Melanoma tumors switch to an alternative energy system when they develop resistance to chemotherapy, making that alternative system an attractive target for new treatments, according to researchers at Indiana University School of Medicine.
Malignant melanoma is one of the most lethal forms of cancer, responsible for 95 percent of skin cancer-related deaths. When the cancer has not spread, surgery is an effective treatment option. If it has spread, drugs that block the activity of the mutated gene successfully shrink the tumors, but the tumors eventually develop resistance to the drugs, leaving physicians without effective treatment options.
The research, recently published in the Journal of Biological Chemistry, focused on the subtype of malignant melanoma that contains a particular genetic mutation found in nearly 50 percent of such tumors.
Like most cells in the body, cancer cells process glucose to provide the energy needed for cellular activities and proliferation. However, previous research with PET scans has shown that glucose levels drop significantly in melanoma tumor cells as they develop resistance to drugs.

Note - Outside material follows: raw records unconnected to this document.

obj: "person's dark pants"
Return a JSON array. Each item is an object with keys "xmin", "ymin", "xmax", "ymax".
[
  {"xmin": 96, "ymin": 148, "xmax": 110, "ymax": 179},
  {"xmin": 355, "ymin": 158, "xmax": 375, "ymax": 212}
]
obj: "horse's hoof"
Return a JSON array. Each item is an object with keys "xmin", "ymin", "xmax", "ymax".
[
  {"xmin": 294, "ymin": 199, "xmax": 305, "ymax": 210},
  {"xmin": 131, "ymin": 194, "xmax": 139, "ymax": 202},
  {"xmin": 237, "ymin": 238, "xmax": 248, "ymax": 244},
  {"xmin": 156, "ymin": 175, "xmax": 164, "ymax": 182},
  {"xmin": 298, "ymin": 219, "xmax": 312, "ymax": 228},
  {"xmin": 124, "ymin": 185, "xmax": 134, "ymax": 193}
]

In the new study, researchers led by Samisubbu R. Naidu, PhD, research assistant professor of microbiology and immunology, determined that more than half of malignant melanomas, those carrying the mutant gene, shifted from using glucose to acetate as a main source of energy. The researchers also identified the enzyme responsible for conversion of acetate into energy.
These findings highlight the potential of this enzyme as a novel target for a new anti-melanoma therapy, Dr. Naidu said.
“If we can develop a drug that can effectively inhibit this enzyme, we could extend the life of melanoma patients from months to years,” he said.